O ouriço é um bicho poético por natureza porque parece
intocável. Há nele a alegoria perfeita de que tudo tem, no mínimo, dois lados,
duas possibilidades de olhar. O ouriço e suas costas cheias de pelos-espinhos,
o bicho capaz de se enrodilhar e virar uma bola de agressão, de dor, de medo
para quem chega perto, é o mesmo bicho macio e delicado, um bicho frágil,
angustiado por sua condição dupla: espinho e candura. Muitas pessoas são assim,
ouriçadas. Obviamente algumas se tornaram apenas espinhos, sem dentro, sem
espaço macio, mas outras não, outras carregam nas costas o peso dolorido da
vida, e mal ou bem, passam adiante esse peso, mas também tem uma elegância, uma
vontade de serem mais leves, menos secretas em suas qualidades. Somos rasos por
natureza, nos apoiamos muito nas aparências, então ao vermos um ouriço só vemos
seu externo, seu perigo, pouco vemos o dentro, o lado encostado à terra, o lado
que precisa, de uma forma ou outra, ser protegido.

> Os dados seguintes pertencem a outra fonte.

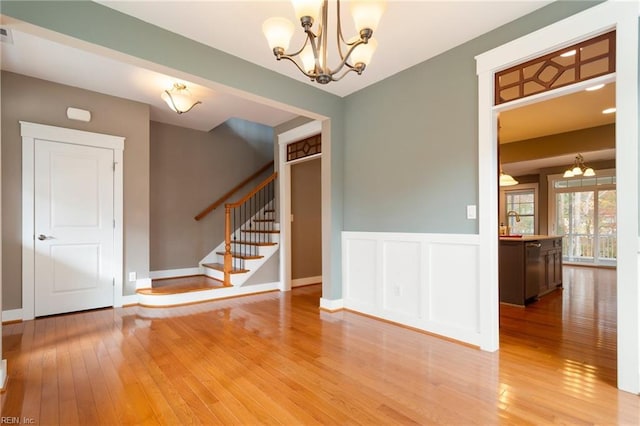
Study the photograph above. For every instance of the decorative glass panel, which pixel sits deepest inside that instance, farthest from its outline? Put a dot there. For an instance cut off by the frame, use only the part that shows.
(304, 148)
(582, 61)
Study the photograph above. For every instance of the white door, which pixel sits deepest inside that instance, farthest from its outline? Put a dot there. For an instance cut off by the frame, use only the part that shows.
(74, 227)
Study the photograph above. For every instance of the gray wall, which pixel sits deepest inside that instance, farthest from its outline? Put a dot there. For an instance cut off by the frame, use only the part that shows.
(94, 23)
(29, 99)
(190, 169)
(306, 228)
(412, 148)
(411, 137)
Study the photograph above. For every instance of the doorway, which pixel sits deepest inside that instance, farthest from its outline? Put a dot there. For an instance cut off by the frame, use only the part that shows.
(72, 220)
(572, 327)
(624, 18)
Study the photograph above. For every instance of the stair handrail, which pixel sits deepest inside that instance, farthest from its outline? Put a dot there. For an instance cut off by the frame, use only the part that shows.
(230, 193)
(227, 225)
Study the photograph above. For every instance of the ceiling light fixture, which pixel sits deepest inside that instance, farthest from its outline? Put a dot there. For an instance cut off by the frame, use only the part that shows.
(579, 169)
(179, 98)
(313, 53)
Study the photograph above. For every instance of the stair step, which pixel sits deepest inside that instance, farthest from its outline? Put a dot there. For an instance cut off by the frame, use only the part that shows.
(181, 285)
(254, 243)
(244, 256)
(220, 267)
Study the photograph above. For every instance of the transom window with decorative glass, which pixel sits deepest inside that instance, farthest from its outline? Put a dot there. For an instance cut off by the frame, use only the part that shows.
(519, 212)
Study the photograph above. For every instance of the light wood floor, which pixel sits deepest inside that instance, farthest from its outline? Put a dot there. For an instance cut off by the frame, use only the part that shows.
(276, 359)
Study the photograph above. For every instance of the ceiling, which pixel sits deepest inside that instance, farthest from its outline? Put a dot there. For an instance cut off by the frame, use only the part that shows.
(235, 27)
(410, 32)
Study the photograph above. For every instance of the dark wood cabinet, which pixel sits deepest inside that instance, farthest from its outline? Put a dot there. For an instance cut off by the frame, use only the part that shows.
(529, 267)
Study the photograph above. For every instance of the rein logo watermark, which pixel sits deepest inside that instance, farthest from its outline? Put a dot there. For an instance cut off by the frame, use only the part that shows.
(6, 420)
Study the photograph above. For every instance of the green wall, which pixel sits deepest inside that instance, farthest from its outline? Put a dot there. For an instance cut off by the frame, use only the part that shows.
(412, 144)
(103, 26)
(404, 151)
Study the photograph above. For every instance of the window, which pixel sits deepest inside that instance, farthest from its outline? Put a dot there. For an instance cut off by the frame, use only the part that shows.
(519, 210)
(584, 213)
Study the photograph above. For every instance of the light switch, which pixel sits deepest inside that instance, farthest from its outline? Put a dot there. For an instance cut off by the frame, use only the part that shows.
(471, 212)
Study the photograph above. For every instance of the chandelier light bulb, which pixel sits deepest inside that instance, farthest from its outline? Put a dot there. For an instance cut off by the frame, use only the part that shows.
(312, 57)
(278, 32)
(364, 52)
(304, 8)
(308, 61)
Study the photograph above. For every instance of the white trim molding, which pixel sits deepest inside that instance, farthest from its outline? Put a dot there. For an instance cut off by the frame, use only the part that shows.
(3, 374)
(331, 305)
(299, 282)
(284, 190)
(12, 315)
(175, 273)
(623, 17)
(425, 281)
(30, 132)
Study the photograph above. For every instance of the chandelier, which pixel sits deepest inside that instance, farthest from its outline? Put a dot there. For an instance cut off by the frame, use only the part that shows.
(311, 58)
(579, 169)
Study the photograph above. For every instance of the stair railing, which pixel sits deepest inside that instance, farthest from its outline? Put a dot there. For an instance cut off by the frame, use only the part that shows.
(245, 223)
(230, 193)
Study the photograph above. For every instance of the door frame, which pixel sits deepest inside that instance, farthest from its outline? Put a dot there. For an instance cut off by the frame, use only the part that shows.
(284, 173)
(623, 16)
(30, 132)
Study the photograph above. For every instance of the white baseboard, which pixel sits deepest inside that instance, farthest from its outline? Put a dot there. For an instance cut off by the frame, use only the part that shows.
(306, 281)
(12, 315)
(173, 273)
(331, 304)
(131, 299)
(142, 283)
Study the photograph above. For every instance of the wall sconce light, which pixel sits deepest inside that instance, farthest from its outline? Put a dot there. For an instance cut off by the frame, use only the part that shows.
(179, 98)
(579, 169)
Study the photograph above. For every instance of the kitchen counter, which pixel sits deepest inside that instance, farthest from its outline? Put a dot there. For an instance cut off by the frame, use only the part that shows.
(528, 237)
(530, 266)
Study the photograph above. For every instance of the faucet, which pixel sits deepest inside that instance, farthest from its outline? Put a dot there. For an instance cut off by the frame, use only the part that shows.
(509, 214)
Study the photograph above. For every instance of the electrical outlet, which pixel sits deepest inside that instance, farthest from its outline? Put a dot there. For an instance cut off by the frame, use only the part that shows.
(471, 212)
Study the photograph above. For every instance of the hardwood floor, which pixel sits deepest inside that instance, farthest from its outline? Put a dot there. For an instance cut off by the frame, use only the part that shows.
(274, 358)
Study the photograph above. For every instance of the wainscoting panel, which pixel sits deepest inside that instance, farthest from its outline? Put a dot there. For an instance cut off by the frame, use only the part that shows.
(361, 271)
(402, 282)
(426, 281)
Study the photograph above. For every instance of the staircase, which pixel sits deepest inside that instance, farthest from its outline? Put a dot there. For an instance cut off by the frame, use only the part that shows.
(252, 243)
(252, 236)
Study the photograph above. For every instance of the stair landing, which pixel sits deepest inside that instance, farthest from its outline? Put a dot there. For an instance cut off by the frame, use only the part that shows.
(168, 292)
(181, 285)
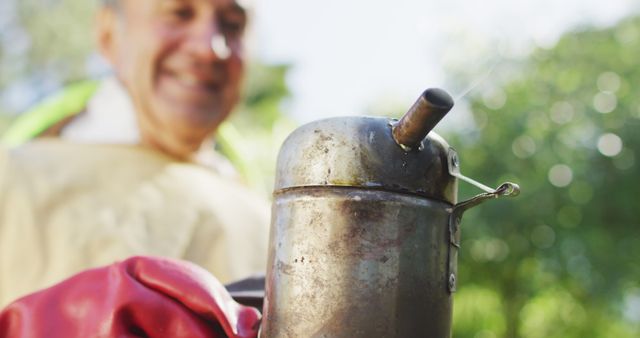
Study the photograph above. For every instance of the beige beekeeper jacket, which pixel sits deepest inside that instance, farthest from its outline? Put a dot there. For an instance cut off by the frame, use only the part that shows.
(67, 207)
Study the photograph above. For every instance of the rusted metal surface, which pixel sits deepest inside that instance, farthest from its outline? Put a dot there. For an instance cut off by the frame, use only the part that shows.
(365, 229)
(422, 117)
(351, 263)
(360, 152)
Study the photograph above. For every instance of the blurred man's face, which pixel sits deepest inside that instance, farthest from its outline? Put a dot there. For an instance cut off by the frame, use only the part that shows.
(181, 86)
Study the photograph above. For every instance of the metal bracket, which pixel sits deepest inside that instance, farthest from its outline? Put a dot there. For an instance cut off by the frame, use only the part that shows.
(454, 248)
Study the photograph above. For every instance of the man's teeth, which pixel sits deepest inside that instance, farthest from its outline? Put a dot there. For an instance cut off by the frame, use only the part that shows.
(190, 80)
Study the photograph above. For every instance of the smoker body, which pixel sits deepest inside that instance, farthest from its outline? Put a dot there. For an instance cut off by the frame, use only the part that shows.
(365, 229)
(339, 270)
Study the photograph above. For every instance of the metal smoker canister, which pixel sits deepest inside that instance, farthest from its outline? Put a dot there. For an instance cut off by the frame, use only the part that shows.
(365, 228)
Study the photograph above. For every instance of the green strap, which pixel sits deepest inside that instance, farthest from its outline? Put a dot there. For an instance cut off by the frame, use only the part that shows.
(73, 99)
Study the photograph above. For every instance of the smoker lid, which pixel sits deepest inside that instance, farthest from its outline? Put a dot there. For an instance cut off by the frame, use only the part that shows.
(361, 152)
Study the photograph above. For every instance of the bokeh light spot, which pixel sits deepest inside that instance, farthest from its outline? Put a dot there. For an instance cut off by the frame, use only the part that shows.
(609, 82)
(569, 216)
(625, 160)
(560, 175)
(605, 102)
(581, 192)
(562, 112)
(543, 236)
(609, 144)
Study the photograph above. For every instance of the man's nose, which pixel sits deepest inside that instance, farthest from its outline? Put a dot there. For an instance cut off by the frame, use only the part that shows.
(208, 43)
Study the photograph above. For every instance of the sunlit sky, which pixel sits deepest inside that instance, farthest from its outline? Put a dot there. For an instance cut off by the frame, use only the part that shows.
(350, 55)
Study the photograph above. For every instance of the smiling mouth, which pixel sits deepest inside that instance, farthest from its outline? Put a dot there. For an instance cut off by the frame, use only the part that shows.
(195, 82)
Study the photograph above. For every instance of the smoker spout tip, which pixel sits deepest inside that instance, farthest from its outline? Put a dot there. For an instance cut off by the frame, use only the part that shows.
(438, 98)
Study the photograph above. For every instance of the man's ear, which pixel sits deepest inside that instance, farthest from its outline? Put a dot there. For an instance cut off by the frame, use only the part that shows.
(106, 33)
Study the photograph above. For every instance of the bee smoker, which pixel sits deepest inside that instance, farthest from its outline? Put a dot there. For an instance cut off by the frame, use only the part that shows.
(366, 227)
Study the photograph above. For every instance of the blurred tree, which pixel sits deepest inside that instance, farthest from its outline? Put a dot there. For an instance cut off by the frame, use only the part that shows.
(561, 260)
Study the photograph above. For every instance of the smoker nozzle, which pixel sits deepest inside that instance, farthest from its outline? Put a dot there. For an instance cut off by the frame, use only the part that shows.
(422, 117)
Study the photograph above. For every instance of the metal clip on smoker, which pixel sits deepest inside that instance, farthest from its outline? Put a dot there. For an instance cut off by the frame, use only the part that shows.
(366, 227)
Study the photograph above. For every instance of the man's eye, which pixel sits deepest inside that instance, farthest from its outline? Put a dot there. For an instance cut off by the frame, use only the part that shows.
(232, 27)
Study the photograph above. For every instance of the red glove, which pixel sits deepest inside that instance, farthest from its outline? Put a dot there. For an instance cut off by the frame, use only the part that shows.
(139, 297)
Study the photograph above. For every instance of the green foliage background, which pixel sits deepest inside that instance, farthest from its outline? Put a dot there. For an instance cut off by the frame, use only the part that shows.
(562, 260)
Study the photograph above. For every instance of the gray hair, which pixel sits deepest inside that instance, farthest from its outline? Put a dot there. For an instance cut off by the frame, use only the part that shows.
(110, 3)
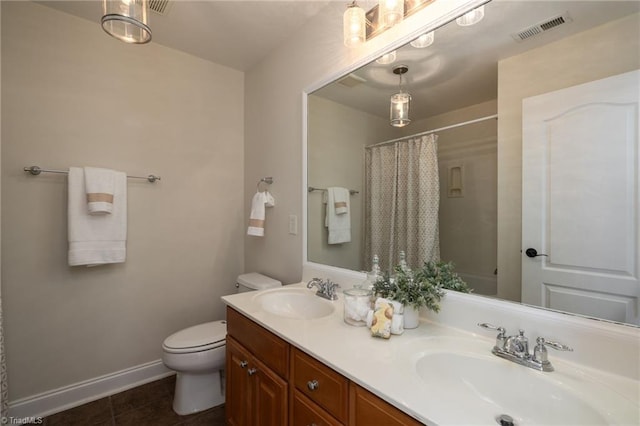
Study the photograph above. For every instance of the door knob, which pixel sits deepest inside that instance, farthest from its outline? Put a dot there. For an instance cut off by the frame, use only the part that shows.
(531, 252)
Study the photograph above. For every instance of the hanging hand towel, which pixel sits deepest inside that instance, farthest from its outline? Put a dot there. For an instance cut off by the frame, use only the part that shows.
(96, 239)
(339, 224)
(99, 185)
(257, 216)
(340, 200)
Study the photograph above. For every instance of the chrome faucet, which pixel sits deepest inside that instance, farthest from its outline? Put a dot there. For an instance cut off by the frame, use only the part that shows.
(326, 289)
(516, 349)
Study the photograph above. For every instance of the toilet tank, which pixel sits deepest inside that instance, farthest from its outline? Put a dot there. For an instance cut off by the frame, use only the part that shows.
(255, 281)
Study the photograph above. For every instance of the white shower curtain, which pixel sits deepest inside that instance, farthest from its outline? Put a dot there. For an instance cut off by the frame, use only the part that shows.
(401, 202)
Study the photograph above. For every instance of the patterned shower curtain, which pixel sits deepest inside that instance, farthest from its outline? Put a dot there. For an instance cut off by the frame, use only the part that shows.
(402, 197)
(4, 391)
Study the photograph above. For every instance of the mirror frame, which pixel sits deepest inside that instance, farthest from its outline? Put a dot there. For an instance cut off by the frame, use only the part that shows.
(403, 38)
(443, 13)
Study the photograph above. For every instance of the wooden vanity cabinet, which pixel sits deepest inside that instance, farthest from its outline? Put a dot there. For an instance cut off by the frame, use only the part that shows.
(325, 390)
(272, 383)
(256, 377)
(367, 409)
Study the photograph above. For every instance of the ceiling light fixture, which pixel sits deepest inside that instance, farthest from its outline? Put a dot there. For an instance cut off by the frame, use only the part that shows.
(384, 15)
(354, 25)
(390, 12)
(400, 102)
(126, 20)
(471, 18)
(425, 40)
(387, 58)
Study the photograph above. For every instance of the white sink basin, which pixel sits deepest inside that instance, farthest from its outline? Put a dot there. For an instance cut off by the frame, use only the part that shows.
(295, 303)
(484, 387)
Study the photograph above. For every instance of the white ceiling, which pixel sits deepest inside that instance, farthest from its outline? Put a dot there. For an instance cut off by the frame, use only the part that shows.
(461, 67)
(237, 34)
(458, 70)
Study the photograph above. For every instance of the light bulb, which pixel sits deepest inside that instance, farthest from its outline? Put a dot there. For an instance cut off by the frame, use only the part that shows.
(425, 40)
(471, 18)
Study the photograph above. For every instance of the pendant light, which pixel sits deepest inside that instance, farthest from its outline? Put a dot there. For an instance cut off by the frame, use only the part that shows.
(471, 18)
(400, 102)
(126, 20)
(390, 12)
(354, 27)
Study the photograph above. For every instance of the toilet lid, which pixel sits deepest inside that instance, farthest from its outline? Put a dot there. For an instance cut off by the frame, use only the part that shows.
(198, 335)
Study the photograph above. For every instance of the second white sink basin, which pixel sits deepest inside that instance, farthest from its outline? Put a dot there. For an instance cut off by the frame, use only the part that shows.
(295, 303)
(499, 388)
(485, 387)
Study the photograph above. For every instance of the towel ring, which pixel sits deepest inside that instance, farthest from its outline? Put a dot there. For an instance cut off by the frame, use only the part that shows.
(268, 180)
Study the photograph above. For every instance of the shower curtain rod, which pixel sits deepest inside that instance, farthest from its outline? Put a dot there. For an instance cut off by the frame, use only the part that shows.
(428, 132)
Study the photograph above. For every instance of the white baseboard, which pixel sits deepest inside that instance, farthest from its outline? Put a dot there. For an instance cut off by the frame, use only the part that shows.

Na verdade, somos todos meio
ouriços, somos todos meio casca agressiva, seja para nos mantermos vivos e
dignos, seja pelo medo de sofrer mais ainda. A questão fica por conta da falta
de equilíbrio de alguns: muitos se disfarçam em espinhos que se transformam em
um deles. É o verso de Fernando Pessoa revivendo, reafirmando uma verdade:
“Conheceram-me logo por quem não era e não desmenti, e perdi-me. / Quando quis
tirar a máscara, / Estava pegada à cara. / Quando a tirei e me vi ao espelho, /
Já tinha envelhecido.” Esse é o perigo, uma vida se enrolando, se fazendo bola
de espinho, se fazendo máscara, para depois descobrir-se velho, descobrir-se
azedume e impossibilidade de retorno. Não que tudo tenha que ser sempre doçura,
candura ou uma vida rimada no sentimentalismo de Poliana, mas algum bom senso,
algum espaço para entregas, para confianças, para o uso delicado e poético da
vida temos que ter. Viver é ter sempre esse cuidado de não deixar que a máscara
se apegue à cara, que o espinho não atravesse a pele e atinja algo dentro. Mas
também tem o outro, afinal existimos em função do outro. Ninguém é uma ilha, já
anuncia a séculos o clichê, somos comunidade, e isso nos ouriça, isso nos faz
enrodilhar muitas vezes. Viver é conseguir, de uma maneira ou outra, que o
enrodilhamento, que o espinhamento, não seja total, não seja para todo o
sempre, não seja a única maneira que temos de contato com a pele do outro. As
defesas são justificáveis, o problema se estabelece quando defesas se
transformam em ataque, ou quando o ataque é a melhor defesa, dai as relações se
estremessem, daí somos apenas espinhos nas bocas dos cães, nada mais. Toda a
delicadeza, toda a maciez se perdeu, pois deixamos nos outros apenas nossa
casca, nossa máscara, nossa dor apegada à cara. Mostrar o rosto verdadeiro,
mostrar o dentro do corpo, muitas vezes, é um ato bem mais corajoso e
libertador do que nos protegermos com os espinhos, mesmo que para isso tenhamos
que baixar as defesas, tenhamos sair um pouco da zona de segurança e
invadirmos, frágeis e delicados, o desconhecido.